De très nombreux professionnels, en premier lieu les soignants à tous les niveaux font aujourd’hui preuve d’une abnégation de leur angoisse pour être présents tous les jours pour répondre à la terrible maladie qu’engendre aujourd’hui le Covid-19.
Le titre que nous avons choisi « ta peur me fait peur » avait été évoqué lorsque que nous avons fait le film « N’ayez pas peur ! ».

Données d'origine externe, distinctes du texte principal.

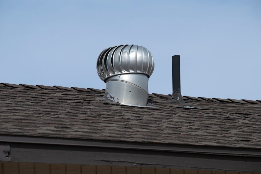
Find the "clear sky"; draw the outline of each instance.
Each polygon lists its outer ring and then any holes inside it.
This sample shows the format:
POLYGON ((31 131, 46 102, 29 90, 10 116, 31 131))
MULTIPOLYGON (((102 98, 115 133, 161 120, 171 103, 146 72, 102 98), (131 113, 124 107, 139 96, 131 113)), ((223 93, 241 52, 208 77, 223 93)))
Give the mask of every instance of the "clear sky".
POLYGON ((0 82, 99 89, 100 52, 142 45, 150 93, 261 100, 261 1, 0 0, 0 82))

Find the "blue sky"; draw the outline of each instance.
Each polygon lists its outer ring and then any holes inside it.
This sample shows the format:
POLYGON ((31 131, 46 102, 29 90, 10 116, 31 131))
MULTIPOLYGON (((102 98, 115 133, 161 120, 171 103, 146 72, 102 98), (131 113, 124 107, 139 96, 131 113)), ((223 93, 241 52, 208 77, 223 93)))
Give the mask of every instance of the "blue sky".
POLYGON ((261 100, 261 1, 0 1, 0 82, 98 89, 105 49, 142 45, 150 93, 261 100))

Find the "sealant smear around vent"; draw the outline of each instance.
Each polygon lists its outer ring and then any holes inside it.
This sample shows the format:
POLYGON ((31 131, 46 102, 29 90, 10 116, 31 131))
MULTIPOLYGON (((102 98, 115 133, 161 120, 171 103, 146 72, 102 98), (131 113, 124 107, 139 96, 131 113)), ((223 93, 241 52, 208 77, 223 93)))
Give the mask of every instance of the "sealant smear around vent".
POLYGON ((133 45, 110 47, 100 54, 97 66, 99 76, 106 83, 105 94, 101 100, 148 106, 148 79, 154 63, 145 48, 133 45))

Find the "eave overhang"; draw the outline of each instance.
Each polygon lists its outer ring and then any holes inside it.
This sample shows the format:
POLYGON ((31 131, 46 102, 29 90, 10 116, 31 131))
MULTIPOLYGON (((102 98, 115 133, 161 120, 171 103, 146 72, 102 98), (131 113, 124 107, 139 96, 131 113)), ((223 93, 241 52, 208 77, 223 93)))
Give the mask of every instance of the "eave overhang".
POLYGON ((0 150, 2 161, 261 171, 258 149, 1 135, 0 150))

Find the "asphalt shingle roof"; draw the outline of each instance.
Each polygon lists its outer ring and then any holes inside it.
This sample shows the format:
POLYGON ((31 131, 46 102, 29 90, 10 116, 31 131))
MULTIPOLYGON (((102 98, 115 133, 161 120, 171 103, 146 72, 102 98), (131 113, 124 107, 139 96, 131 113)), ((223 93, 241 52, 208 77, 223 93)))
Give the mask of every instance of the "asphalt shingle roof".
POLYGON ((261 148, 261 101, 150 94, 157 108, 98 100, 104 90, 0 84, 0 134, 261 148))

Déjà, il y a 10 ans, la présence d’une personne vivant avec un handicap pouvait faire peur à une autre personne qui ne la connaissait pas.
Notre situation actuelle est une conjugaison extrême de toutes les peurs existantes.

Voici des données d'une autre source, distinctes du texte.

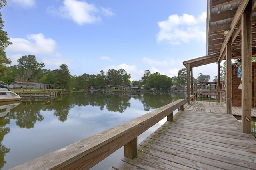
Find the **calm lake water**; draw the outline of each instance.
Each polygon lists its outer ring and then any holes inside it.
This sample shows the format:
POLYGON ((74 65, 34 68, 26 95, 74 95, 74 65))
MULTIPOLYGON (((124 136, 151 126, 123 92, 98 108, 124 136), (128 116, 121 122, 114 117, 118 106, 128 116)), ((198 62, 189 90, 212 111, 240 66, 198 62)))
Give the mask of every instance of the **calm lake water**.
MULTIPOLYGON (((186 97, 184 92, 92 91, 22 102, 0 117, 0 168, 16 166, 186 97)), ((0 107, 0 116, 4 110, 0 107)), ((138 143, 166 121, 140 136, 138 143)), ((91 169, 108 169, 123 156, 123 147, 91 169)))
MULTIPOLYGON (((22 102, 0 117, 0 168, 16 166, 185 98, 184 92, 92 91, 22 102)), ((140 135, 138 142, 160 125, 140 135)), ((121 148, 92 169, 107 169, 123 156, 121 148)))

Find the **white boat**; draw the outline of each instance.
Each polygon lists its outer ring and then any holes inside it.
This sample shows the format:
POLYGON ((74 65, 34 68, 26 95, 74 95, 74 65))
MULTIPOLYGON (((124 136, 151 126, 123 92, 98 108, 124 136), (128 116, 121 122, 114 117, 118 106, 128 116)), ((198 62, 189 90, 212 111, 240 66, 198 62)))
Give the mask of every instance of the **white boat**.
POLYGON ((11 109, 21 103, 20 101, 10 102, 2 102, 0 103, 0 117, 4 117, 10 113, 11 109), (4 104, 4 105, 2 105, 4 104))
POLYGON ((21 97, 7 88, 7 85, 0 81, 0 102, 19 101, 21 97))

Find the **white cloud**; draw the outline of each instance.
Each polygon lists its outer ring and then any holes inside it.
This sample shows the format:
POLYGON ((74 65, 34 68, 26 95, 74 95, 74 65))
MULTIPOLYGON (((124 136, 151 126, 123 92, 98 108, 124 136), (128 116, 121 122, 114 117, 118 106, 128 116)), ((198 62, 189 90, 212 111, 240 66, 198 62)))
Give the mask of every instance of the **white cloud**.
POLYGON ((109 60, 109 61, 113 61, 113 59, 111 59, 111 58, 106 57, 106 56, 102 56, 100 57, 100 59, 102 60, 109 60))
POLYGON ((50 69, 54 70, 58 69, 59 66, 63 63, 68 66, 74 63, 74 61, 62 58, 54 59, 44 58, 41 62, 45 64, 47 67, 51 68, 50 69))
POLYGON ((47 54, 59 56, 55 51, 57 43, 49 38, 45 37, 42 33, 30 34, 27 38, 10 38, 12 44, 6 49, 9 52, 27 52, 31 54, 47 54))
POLYGON ((32 8, 36 5, 35 0, 10 0, 10 4, 24 8, 32 8))
POLYGON ((206 19, 205 12, 197 18, 187 14, 170 15, 167 20, 158 22, 160 30, 157 41, 174 45, 195 40, 206 42, 206 19))
POLYGON ((105 8, 103 7, 100 8, 102 13, 105 16, 113 16, 115 13, 112 12, 109 8, 105 8))
POLYGON ((114 14, 110 9, 98 8, 86 1, 76 0, 64 0, 63 6, 58 9, 50 7, 48 11, 50 13, 71 19, 80 25, 100 22, 101 18, 99 15, 101 12, 105 16, 112 16, 114 14))

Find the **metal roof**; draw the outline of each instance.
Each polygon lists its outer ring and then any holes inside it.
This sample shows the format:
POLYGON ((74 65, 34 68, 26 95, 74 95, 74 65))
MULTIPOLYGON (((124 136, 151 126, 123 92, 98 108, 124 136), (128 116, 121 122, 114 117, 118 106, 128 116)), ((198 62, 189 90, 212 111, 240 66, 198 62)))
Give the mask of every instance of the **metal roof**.
MULTIPOLYGON (((249 0, 207 0, 207 55, 183 62, 192 67, 225 60, 231 40, 232 59, 241 57, 241 18, 249 0), (228 33, 225 34, 225 31, 228 33)), ((256 1, 252 1, 252 57, 256 57, 256 1)))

Les directives nationales de confinement, de protection individuelle et de comportement des uns vis-à-vis des autres animent une suspicion légitime de ne pas prendre de risque inconsidéré. Le témoignage de Thierry qui voit sa situation avec humour, il est conscient d’être avec toutes ses comorbidités à haut risque, il nous dit : « c’est dommage que je sois trachéotomisé parce que je ne peux pas fumer pour me protéger contre le coronavirus et pourtant j’ai besoin d’être davantage protégé qu’un autre car j’ai une insuffisance respiratoire, tu vois Pascal que l’on peut rigoler de tout ».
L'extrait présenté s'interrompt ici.